Jika para kepala daerah selama ini takut dipanggil oleh komisi III DPR Senayan dan tidak berani beragumentasi melawan mereka di depan publik, Ahok sebaliknya. Ketika Ahok tahu bahwa para anggota DPR Senayan mulai bermain politik dan mencari-cari alasan untuk memanggilnya terkait Kalijodo, prostitusi di Hotel Alexis dan seterusnya, Ahok malah lebih galak dari mereka. Jika mereka bagai ‘anjing yang menggonggong’ Ahok bertindak bagai ‘singa yang mengaum’. Ahok skak dan memanggil mereka sebagai anggota DPR baru yang ‘belagu’ tak tahu prosedur dan mekanisme kerja mereka. Jadilah anggota DPR Senayan ribut luar biasa karena tersinggung. Lalu merekapun tidak fokus bekerja dan tidak menghasilkan apapun di DPR sana.

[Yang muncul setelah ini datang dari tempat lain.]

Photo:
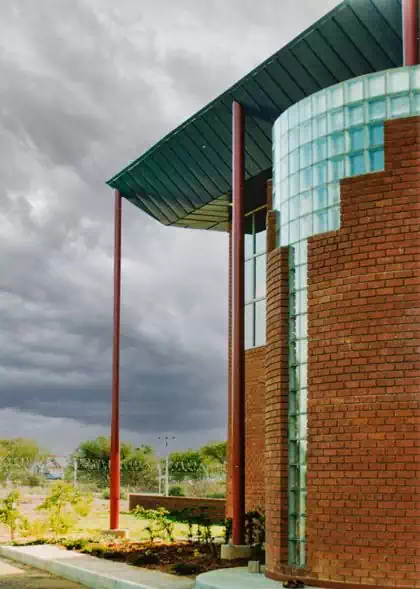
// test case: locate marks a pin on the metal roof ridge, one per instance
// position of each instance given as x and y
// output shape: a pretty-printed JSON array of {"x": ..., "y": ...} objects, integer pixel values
[{"x": 229, "y": 90}]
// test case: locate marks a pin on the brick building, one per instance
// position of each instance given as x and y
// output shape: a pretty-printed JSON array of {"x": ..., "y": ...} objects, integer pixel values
[{"x": 317, "y": 180}]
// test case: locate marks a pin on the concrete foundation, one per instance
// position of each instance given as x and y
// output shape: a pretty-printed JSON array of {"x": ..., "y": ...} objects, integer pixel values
[
  {"x": 115, "y": 533},
  {"x": 234, "y": 551}
]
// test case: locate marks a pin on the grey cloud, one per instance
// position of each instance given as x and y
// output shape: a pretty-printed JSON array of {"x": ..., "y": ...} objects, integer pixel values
[{"x": 86, "y": 87}]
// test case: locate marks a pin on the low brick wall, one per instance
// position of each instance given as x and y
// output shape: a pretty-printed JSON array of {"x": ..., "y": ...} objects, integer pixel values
[{"x": 216, "y": 507}]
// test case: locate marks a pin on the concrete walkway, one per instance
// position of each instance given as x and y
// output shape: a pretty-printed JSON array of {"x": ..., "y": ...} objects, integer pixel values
[
  {"x": 21, "y": 576},
  {"x": 92, "y": 572}
]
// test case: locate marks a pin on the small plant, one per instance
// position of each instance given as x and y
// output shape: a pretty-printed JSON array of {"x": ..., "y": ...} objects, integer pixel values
[
  {"x": 228, "y": 529},
  {"x": 176, "y": 491},
  {"x": 65, "y": 505},
  {"x": 146, "y": 558},
  {"x": 10, "y": 515},
  {"x": 183, "y": 568},
  {"x": 33, "y": 529},
  {"x": 159, "y": 524}
]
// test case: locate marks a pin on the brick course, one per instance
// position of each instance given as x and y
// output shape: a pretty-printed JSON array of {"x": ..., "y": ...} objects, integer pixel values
[
  {"x": 254, "y": 428},
  {"x": 216, "y": 507}
]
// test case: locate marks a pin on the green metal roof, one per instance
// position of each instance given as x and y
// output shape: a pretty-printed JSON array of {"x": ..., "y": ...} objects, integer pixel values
[{"x": 185, "y": 179}]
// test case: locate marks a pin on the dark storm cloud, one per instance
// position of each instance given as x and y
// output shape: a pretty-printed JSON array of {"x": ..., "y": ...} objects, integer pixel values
[{"x": 86, "y": 87}]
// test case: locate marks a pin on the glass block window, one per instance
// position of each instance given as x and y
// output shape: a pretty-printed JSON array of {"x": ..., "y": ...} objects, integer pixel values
[
  {"x": 255, "y": 278},
  {"x": 336, "y": 133}
]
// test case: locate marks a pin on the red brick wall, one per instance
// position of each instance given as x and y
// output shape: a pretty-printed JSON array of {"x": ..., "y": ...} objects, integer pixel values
[
  {"x": 254, "y": 428},
  {"x": 216, "y": 507},
  {"x": 363, "y": 503}
]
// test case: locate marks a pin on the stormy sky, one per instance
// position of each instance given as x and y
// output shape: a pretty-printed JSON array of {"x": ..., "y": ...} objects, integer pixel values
[{"x": 86, "y": 86}]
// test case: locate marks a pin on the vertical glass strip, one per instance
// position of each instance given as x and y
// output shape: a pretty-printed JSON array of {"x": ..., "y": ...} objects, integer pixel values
[{"x": 298, "y": 377}]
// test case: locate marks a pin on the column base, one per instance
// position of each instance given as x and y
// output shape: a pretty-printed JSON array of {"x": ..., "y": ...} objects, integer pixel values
[
  {"x": 234, "y": 551},
  {"x": 115, "y": 533}
]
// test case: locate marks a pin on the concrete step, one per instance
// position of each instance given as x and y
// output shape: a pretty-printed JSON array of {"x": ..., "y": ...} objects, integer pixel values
[{"x": 91, "y": 571}]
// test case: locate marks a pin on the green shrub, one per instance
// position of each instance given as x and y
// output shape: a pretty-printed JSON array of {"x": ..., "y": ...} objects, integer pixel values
[
  {"x": 183, "y": 568},
  {"x": 33, "y": 480},
  {"x": 33, "y": 528},
  {"x": 106, "y": 494},
  {"x": 64, "y": 505},
  {"x": 10, "y": 515},
  {"x": 176, "y": 491},
  {"x": 159, "y": 522}
]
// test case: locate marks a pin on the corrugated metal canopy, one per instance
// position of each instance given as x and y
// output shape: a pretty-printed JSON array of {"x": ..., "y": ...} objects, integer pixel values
[{"x": 185, "y": 179}]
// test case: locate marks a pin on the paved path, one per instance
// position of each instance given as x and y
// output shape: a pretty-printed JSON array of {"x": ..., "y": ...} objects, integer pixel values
[{"x": 21, "y": 576}]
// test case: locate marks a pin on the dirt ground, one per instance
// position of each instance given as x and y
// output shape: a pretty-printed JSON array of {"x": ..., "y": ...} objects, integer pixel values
[
  {"x": 19, "y": 576},
  {"x": 31, "y": 499}
]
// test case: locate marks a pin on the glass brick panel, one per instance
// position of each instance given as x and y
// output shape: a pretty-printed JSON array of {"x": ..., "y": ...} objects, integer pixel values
[
  {"x": 357, "y": 138},
  {"x": 377, "y": 109},
  {"x": 260, "y": 323},
  {"x": 356, "y": 114},
  {"x": 357, "y": 164},
  {"x": 398, "y": 81},
  {"x": 305, "y": 226},
  {"x": 284, "y": 213},
  {"x": 305, "y": 179},
  {"x": 306, "y": 202},
  {"x": 260, "y": 276},
  {"x": 306, "y": 132},
  {"x": 306, "y": 155},
  {"x": 336, "y": 120},
  {"x": 320, "y": 149},
  {"x": 339, "y": 132},
  {"x": 249, "y": 245},
  {"x": 337, "y": 169},
  {"x": 376, "y": 85},
  {"x": 294, "y": 161},
  {"x": 355, "y": 90},
  {"x": 320, "y": 221},
  {"x": 376, "y": 135},
  {"x": 400, "y": 106},
  {"x": 337, "y": 145},
  {"x": 320, "y": 198},
  {"x": 320, "y": 173},
  {"x": 249, "y": 280},
  {"x": 336, "y": 97},
  {"x": 249, "y": 326},
  {"x": 377, "y": 160}
]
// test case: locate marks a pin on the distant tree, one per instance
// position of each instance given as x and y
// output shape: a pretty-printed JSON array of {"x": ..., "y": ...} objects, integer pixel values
[
  {"x": 138, "y": 466},
  {"x": 139, "y": 469},
  {"x": 64, "y": 505},
  {"x": 10, "y": 515},
  {"x": 21, "y": 458},
  {"x": 187, "y": 465},
  {"x": 214, "y": 453}
]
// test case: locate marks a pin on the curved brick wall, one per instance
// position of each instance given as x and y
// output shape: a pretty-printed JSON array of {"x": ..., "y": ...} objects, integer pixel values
[{"x": 363, "y": 518}]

Jika seorang politisi datang menyembah Karni Ilyas di ILC TV One agar tidak menyudutkannya, malah Ahok sebaliknya, ia tidak menghadirinya. Ahok seolah membiarkan Karny Ilyas berimprovisasi dengan bebas mengundang nara sumber yang itu-itu saja seperti Ratna Sarumpaet, dan seterus ngomong bebas tanpa ada yang membantah. Ahok seolah mengajari publik silahkan tonton lelucon di TV One sebebasnya sambil menyaksikan kemenangan semu mereka . Ahok seolah membiarkan orang-orang di sana memaki dirinya dan temannya agar semua terbuka kepada publik siapa orang-orang pengecut yang hanya ngomong doang dan pintar mengkritik tanpa kerja sama sekali. Biarkan mereka puas menghadirkan pengadilan TV One yang memang beda, punya cirri khas kedunguannya sendiri.
Ketika Ahok merobek-robek semua tradisi yang sudah ada, semua menjadi ribut, semua kebakaran jenggot. Benar, robekan tradisi yang dilakukan Ahok, tiba-tiba menimbulkan efek dahsyat luar biasa. Para politisi ribut tersinggung, para pemilik partai merasa dicampakkan, para pejabat seolah-olah disemprot dengan air panas, para pengamat merasa disepelekan. Lalu mereka satu suara, bagaikan koor bersuara bass, tenor, alto, baritone, sopran, lengserkan Ahok, lawan Ahok dengan cara apapun.